Dollars and Jens
Thursday, August 05, 2004
 
Initial claims
The unemployment data buoyed the U.S. dollar as traders braced for a strong U.S. July payrolls report on Friday.

The closely watched four-week moving average of new claims, which irons out weekly volatility, rose to 343,500 in the week ended July 31 from 336,750 in the previous week.
That's successive paragraphs. It has to occur to them that it looks odd, doesn't it?

The lowest single-week number since around the beginning of time was four weeks ago; the uptick in the sliding average is largely a consequence of that. I use a smoothing function that doesn't have this property.

Vertical lines denote quarters — i.e. the end of December, March, and June — while horizontal lines denote multiples of 25,000 claims — i.e. 325,000, 350,000, and 375,000. It's basically been parked at 340,000 for three months, arguably five.

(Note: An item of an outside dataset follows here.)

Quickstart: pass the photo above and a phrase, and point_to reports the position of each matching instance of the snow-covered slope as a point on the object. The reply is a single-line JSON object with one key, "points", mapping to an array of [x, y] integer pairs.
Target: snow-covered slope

I don't see the decline of which they write in the paragraph after my excerpt; neither am I bracing myself for a strong jobs report tomorrow morning, but what do I know? This, I suppose: that the payroll number has a lot more noise in it than the market seems to realize, and trying to predict it with too much precision is probably a fool's mission. If a physics student of mine indicated that a value was "228,000 +/- 190,000", I'd at least warn on significant digits.